It was a safe bet a few weeks ago to expect the ECB to significantly qualify their tone this week and to release a more neutral policy statement, balancing upside inflation risks with downside growth risks. This may still be the essence of the message Trichet delivers next Thursday, but given the ECB’s preoccupation with price stability and inflation, which it argues is its only remit, can the ECB seriously afford to sound more dovish at a time when inflation has suddenly hit a worrying peak? I recall a comment made by the ECB’s Weber a couple of months ago, which caused quite a stir in global stock markets at the time. Weber suggested the ECB may have to continue to raise interest rates, even if the euro economy hit a significant downturn, in order to keep inflation under control. This argument could form the crux of the debate when the ECB deliberates this week.

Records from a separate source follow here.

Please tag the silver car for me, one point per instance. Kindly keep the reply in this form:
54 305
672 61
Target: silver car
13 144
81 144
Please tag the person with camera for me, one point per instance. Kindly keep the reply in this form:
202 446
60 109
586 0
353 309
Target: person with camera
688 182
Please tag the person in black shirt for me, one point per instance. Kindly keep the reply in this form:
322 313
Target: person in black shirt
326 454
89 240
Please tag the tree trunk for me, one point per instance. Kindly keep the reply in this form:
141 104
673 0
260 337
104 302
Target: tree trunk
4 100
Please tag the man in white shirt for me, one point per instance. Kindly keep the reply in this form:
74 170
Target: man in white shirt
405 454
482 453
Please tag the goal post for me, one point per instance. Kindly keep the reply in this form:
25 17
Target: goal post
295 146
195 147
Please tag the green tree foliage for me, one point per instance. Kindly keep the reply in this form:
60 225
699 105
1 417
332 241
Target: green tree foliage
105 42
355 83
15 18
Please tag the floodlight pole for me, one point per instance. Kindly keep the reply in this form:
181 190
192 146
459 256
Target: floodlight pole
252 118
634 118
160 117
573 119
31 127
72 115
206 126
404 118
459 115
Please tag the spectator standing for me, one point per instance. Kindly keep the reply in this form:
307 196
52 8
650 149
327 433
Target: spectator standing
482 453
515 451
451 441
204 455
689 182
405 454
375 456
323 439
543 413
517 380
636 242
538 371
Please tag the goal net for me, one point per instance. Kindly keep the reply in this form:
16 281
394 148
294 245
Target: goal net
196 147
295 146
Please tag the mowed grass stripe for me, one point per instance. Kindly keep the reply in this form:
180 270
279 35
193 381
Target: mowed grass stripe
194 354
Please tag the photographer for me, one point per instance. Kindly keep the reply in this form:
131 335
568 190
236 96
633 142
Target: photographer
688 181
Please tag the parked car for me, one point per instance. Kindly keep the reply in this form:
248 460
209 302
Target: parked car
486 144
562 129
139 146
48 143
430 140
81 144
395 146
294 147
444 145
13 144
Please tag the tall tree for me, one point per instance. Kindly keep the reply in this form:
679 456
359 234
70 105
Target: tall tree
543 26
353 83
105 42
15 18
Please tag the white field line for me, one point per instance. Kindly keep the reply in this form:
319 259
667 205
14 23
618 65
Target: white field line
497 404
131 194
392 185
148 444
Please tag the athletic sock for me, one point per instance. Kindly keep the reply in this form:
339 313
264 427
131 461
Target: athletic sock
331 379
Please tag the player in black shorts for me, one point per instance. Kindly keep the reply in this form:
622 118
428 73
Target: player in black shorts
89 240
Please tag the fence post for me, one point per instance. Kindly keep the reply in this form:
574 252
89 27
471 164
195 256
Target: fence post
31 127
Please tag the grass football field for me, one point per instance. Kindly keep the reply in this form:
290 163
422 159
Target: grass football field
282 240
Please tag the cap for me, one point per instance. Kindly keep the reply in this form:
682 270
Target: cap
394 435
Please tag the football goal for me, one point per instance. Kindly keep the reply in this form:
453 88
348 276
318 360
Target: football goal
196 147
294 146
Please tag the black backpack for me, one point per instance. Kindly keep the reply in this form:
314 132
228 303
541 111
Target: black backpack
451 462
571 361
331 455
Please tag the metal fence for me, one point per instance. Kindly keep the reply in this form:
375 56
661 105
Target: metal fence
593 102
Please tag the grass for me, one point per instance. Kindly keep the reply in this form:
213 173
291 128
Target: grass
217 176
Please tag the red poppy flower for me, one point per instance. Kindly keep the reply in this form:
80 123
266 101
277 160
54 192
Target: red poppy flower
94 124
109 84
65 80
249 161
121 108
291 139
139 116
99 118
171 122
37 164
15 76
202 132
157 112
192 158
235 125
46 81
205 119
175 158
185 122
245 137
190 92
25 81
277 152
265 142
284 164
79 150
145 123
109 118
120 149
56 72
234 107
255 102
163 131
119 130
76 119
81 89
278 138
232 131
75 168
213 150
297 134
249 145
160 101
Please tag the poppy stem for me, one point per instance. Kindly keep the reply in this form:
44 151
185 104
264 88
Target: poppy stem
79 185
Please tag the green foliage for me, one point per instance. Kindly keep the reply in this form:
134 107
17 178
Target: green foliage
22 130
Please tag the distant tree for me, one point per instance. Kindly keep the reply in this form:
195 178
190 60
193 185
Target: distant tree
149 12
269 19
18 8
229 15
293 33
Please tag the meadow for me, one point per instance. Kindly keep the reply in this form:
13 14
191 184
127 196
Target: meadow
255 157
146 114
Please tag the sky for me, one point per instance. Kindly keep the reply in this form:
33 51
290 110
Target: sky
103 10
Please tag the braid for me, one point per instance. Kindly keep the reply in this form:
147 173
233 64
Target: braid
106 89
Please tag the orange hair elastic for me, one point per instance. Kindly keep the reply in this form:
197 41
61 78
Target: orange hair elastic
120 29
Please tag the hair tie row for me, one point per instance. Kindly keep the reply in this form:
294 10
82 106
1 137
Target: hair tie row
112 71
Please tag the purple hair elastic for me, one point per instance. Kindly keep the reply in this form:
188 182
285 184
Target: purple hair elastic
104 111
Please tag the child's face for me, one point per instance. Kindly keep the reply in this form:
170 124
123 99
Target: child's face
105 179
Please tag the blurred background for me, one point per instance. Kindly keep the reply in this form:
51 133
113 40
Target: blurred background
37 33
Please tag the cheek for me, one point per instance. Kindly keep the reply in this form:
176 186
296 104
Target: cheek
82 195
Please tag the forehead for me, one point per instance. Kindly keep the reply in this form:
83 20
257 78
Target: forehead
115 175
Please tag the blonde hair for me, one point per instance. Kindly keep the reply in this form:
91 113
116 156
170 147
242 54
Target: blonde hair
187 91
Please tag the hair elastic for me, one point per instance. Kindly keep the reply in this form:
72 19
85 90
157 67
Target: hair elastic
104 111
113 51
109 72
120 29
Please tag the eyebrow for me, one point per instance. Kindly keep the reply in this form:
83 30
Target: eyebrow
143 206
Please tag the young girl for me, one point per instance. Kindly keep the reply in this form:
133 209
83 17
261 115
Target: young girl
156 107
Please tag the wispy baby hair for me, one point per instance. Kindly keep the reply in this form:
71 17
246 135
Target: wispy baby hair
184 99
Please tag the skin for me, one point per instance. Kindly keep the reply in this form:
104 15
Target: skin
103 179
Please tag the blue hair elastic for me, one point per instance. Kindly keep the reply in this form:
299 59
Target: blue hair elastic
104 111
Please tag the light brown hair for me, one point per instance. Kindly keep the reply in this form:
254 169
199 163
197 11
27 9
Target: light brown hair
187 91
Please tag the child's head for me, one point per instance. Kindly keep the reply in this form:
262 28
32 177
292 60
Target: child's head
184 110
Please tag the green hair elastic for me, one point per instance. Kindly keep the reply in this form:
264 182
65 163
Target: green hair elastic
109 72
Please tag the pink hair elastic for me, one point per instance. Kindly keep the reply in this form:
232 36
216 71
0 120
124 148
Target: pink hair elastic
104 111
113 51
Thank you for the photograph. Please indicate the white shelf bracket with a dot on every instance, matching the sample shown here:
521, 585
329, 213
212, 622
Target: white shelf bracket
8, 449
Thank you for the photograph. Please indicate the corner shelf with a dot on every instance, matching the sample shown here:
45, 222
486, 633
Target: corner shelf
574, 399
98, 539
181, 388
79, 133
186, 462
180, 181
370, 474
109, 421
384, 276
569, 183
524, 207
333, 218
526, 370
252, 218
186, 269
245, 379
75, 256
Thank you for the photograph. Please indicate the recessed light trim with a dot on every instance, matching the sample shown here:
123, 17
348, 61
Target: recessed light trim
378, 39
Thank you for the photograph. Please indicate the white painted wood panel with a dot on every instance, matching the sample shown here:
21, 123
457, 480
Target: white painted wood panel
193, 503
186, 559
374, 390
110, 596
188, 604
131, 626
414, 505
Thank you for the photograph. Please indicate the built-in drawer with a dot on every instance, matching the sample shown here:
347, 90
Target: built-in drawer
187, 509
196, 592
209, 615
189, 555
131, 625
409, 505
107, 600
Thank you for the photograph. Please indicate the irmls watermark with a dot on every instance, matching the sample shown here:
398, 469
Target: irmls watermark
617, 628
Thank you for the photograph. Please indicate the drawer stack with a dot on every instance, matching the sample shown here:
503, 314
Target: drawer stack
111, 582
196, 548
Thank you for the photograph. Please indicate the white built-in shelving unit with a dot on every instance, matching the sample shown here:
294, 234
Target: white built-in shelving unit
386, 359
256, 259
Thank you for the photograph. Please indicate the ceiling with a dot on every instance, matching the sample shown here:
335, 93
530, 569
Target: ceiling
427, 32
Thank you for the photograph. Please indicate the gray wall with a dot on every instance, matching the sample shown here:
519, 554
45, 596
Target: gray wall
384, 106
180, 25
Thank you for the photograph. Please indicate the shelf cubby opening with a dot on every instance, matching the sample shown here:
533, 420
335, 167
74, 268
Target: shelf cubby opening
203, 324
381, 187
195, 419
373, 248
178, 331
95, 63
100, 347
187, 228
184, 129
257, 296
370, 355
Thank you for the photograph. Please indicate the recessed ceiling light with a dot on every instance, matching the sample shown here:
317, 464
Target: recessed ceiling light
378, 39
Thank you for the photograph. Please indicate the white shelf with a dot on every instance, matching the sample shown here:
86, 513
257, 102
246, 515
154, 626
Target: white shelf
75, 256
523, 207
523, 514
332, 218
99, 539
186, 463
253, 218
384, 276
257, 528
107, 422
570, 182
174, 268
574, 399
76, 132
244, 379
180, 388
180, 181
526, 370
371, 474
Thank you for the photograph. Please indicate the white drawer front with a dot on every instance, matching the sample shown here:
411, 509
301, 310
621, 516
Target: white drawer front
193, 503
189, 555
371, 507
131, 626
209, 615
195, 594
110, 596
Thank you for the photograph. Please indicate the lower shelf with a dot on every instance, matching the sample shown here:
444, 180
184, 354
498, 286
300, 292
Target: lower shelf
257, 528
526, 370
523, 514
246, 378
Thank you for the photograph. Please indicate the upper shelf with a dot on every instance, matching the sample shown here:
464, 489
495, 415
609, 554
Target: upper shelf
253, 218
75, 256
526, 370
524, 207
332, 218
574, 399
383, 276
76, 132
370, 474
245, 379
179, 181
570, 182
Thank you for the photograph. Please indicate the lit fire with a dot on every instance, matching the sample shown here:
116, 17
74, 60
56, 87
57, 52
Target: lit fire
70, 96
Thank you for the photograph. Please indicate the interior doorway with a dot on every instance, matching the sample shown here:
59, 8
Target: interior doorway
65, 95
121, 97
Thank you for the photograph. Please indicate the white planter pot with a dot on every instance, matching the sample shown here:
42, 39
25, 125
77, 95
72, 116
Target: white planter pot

I suspect the MPC will maintain its inflation bias, for to do anything else might undermine their authority and consistency. Trichet will talk up the downside risks to growth for sure. I don't expect Trichet to refer directly to the strength of the euro in his statement, although he will probably reiterate the ‘brutal movements in currency markets are unwelcome’ comment during his Q&A session. Maintaining a hawkish bias now will not prevent the ECB from cutting rates at any point in the near future, if an easing move is deemed necessary, i.e. if financial markets are not functioning properly. On the other hand the ECB is unlikely to signal any imminent rate hike, despite inflation having risen to levels well above the ECB’s comfort zone. It will be interesting to hear what the ECB forecaast for inflation into 2008, which when taken together with the Bank's growth forecasts, will at least give some indication of where rates may go next year.

Don’t expect too much of a shift in ECB policy stance Thursday and with little hope of any major shift to a more dovish stance in the near future, the rate differential outlook fo the euro Vs the dollar still very much favours the euro, as we come to the end of this year.